The Smithereens pull some new strings for show at Towson Center @

October 25, 1991|By Nestor Aparicio | Nestor Aparicio,Evening Sun Staff

If you were to have your picture taken with Bruce Springsteen, it would be easy to make the world believe you were best friends.

For The Smithereens, who have also toiled in the bars on the New Jersey shoreline, the hometown connection was almost too simple.

None of the members in the band even know Springsteen that well. But there it was in Rolling Stone -- a picture of the band and Springsteen.

"It's funny, because Luther Vandross, Motley Crue, Alannah Myles and Richie Sambora were all doing work at that studio at the same time," said singer Pat DiNizio, whose band will perform at the Towson Center tonight. "I just ran into Bruce in the lounge and asked him if he'd take a shot with us and he said 'Yes.'

"We are in show business, aren't we?" DiNizio said with a chuckle.
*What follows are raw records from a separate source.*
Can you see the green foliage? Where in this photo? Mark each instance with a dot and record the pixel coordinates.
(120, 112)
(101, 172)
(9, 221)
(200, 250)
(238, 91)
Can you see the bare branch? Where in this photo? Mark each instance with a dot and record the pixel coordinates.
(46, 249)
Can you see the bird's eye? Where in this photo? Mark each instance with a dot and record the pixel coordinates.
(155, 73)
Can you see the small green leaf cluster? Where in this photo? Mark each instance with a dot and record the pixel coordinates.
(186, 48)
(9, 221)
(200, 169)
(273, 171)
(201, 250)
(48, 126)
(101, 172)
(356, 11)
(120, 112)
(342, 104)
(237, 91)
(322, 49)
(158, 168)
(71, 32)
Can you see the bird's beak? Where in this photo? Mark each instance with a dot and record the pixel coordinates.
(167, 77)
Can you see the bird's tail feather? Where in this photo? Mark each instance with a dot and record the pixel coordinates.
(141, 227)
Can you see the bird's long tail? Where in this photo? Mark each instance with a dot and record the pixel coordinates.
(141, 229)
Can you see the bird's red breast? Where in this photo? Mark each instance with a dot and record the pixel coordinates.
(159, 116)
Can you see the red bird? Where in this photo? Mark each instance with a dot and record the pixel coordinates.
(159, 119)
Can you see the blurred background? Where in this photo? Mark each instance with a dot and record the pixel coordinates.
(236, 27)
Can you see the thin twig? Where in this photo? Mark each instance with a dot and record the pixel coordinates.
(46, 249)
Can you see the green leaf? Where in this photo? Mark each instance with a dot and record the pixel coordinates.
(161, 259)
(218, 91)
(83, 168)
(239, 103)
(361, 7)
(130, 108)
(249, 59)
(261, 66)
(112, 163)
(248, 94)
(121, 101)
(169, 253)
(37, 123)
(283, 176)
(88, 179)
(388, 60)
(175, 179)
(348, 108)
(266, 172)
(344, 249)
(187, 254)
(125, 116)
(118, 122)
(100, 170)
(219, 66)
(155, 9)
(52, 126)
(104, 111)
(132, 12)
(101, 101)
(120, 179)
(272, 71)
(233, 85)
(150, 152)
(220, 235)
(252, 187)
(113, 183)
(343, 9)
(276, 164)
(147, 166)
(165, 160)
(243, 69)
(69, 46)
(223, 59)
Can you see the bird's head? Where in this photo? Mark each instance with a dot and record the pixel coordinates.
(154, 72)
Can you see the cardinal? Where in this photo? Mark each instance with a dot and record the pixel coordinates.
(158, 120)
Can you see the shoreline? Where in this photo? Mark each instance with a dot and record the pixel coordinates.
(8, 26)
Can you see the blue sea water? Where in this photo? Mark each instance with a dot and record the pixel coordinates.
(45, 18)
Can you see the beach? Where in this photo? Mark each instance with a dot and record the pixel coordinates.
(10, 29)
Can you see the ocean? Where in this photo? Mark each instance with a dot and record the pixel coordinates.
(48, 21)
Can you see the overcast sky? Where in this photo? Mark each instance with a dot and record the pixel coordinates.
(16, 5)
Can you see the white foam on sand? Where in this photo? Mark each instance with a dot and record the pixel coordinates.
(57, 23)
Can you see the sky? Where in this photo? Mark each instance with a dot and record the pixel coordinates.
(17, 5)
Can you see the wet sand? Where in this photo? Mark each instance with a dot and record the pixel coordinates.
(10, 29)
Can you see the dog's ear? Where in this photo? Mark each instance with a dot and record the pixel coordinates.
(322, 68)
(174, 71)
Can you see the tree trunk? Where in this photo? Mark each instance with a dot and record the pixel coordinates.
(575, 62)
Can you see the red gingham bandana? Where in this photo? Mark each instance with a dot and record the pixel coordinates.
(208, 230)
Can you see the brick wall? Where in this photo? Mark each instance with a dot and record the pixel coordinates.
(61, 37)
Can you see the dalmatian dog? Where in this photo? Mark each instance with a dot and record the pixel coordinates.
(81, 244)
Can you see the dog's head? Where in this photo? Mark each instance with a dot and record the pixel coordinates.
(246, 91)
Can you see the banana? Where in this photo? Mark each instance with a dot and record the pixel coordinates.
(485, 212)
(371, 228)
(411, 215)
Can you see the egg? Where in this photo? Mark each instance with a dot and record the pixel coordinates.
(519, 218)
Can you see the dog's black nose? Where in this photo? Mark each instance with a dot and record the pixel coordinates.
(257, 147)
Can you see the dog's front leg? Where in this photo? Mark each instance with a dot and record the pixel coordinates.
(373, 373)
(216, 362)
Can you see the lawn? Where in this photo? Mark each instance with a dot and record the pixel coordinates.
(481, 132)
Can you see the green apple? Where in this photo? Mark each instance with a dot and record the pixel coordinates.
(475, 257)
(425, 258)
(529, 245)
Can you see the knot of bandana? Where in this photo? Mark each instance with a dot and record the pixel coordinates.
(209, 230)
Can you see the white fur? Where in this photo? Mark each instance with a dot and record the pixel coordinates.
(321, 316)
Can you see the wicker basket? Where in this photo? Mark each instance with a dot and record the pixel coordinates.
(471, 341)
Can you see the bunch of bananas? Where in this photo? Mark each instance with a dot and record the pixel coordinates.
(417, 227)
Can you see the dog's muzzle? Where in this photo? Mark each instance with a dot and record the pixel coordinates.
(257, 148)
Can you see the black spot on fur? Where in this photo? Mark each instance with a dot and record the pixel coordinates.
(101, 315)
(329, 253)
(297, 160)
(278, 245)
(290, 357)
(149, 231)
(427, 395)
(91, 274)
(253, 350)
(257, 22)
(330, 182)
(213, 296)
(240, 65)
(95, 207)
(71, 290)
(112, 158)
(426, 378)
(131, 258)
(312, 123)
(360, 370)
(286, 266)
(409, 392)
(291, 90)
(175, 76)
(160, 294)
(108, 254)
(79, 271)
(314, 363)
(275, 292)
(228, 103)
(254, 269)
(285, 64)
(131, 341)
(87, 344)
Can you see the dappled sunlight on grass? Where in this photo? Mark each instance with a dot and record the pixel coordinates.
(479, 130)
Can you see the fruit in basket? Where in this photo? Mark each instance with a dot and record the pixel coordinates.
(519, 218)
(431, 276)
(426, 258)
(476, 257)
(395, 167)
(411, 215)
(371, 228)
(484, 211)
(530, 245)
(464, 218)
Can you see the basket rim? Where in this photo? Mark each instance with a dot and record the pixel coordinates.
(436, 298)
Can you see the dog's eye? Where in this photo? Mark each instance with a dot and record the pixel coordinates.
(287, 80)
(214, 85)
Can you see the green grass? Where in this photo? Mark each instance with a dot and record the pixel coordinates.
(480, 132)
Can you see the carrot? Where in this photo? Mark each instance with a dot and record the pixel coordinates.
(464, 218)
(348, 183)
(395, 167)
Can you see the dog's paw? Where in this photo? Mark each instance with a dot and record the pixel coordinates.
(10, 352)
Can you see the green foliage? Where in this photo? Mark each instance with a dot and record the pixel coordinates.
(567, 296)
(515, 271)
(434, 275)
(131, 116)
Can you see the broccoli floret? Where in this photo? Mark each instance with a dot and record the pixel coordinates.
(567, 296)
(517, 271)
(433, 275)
It has taken almost 10 years, but The Smithereens are no longer New Jersey's "other" upstart act.

One week into a tour supporting their fourth album, "Blow Up," The Smithereens are also no longer just a well-kept secret for the college and alternative music set.

"Blow Up" marks a new direction for the guitar-laden quartet that crunched rock radio with "Blood and Roses," "Behind the Wall of Sleep" and "A Girl Like You."
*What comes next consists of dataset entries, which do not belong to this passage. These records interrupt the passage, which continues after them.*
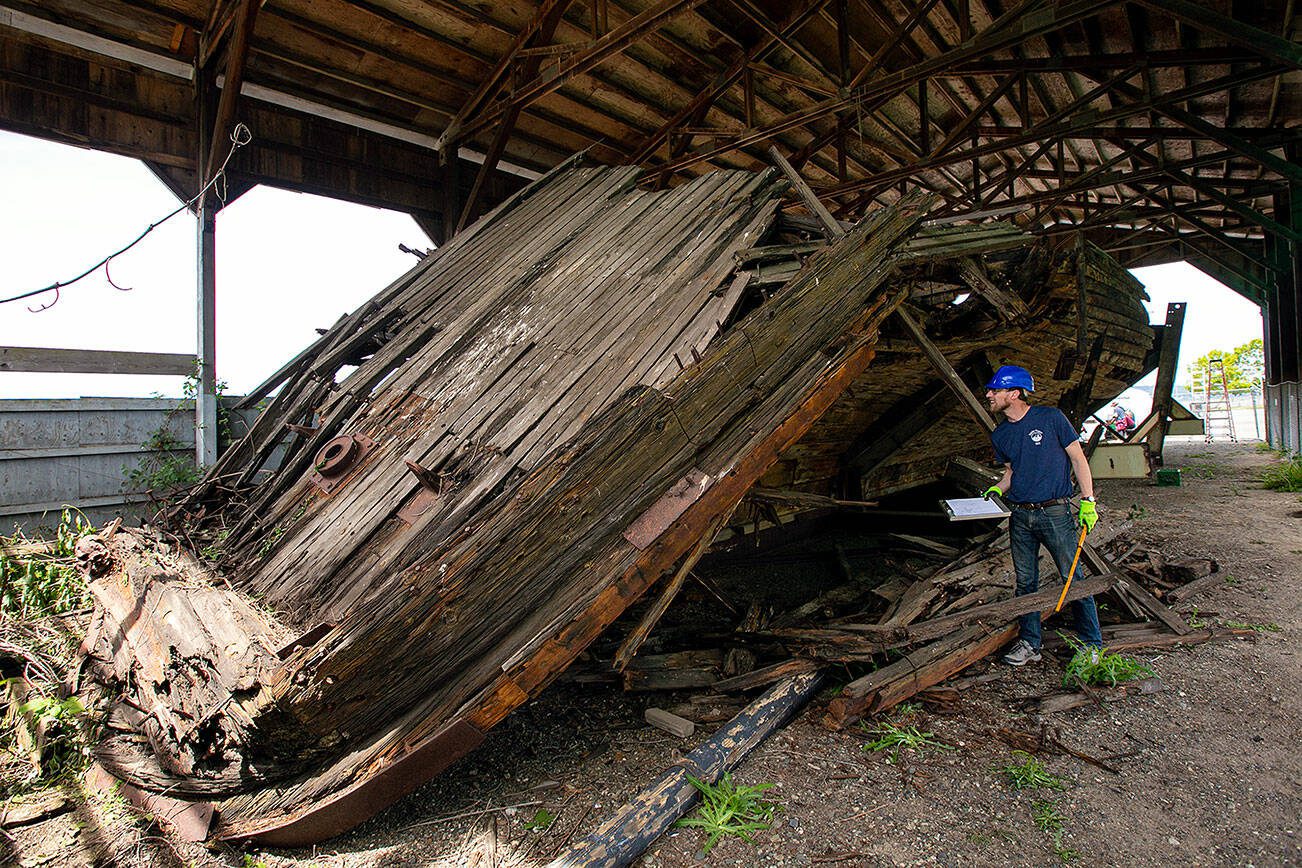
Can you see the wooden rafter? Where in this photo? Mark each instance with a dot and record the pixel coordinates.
(607, 46)
(539, 31)
(1083, 121)
(723, 81)
(544, 18)
(221, 125)
(997, 37)
(1201, 17)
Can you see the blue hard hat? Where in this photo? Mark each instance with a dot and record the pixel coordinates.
(1011, 376)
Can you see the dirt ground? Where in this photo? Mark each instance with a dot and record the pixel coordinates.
(1205, 773)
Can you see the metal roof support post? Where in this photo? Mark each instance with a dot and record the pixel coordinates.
(206, 391)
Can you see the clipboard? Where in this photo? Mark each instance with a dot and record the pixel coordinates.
(965, 509)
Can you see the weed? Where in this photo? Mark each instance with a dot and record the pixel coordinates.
(1285, 476)
(905, 711)
(212, 551)
(892, 737)
(268, 543)
(1100, 666)
(729, 808)
(48, 732)
(1063, 851)
(1258, 627)
(1029, 773)
(1047, 816)
(168, 462)
(166, 466)
(543, 819)
(43, 581)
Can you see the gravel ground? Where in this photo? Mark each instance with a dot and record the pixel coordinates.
(1203, 773)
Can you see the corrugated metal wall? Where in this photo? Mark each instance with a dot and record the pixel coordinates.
(1284, 415)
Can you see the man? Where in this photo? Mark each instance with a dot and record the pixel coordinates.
(1039, 449)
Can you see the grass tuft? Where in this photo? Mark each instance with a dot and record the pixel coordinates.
(729, 808)
(1285, 475)
(1029, 773)
(1259, 627)
(1100, 666)
(893, 737)
(39, 581)
(1047, 816)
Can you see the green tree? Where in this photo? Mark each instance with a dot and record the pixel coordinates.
(1245, 367)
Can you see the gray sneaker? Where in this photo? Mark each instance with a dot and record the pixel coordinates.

On "Blow Up," DiNizio, guitarist Jim Babjak, bassist Mike Mesaros and drummer Dennis Diken gave the work an easier touch, bringing in a string section for several songs and collaborating with writers Diane Warren and Julian Lennon for a pair of songs. Even Babjak's 5-year-old son, Max, sings a few lines in a song.

For DiNizio, who likens the pains of songwriting to root canals, this effort gave him inspiration to experiment with The Smithereens' patented retro-1960s guitar rock sound.

"It's challenging constantly reinventing yourself musically and starting from scratch with each album," DiNizio said. The other members "were perhaps baffled initially by the demos I was sending them when I was writing. The strings were done on a keyboard, but it did make sense in the context of the song. When we got together we liked it and we thought we owed it to ourselves to give it a try."

The results are immediately evident on "Too Much Passion" and "Anywhere You Are," a jazz number with a bossa nova/samba feel.

But for The Smithereens' purists, there are some heavier sounds to be found in "Top of the Pops," "Tell Me Where Did Things Go So Wrong" and "Girl in Room 12." And for the live audience, The Smithereens have rearranged the songs, dropping the strings for the crunch.

"We're still essentially a guitar band," DiNizio said. "There's tons of

guitar all over the place on the album."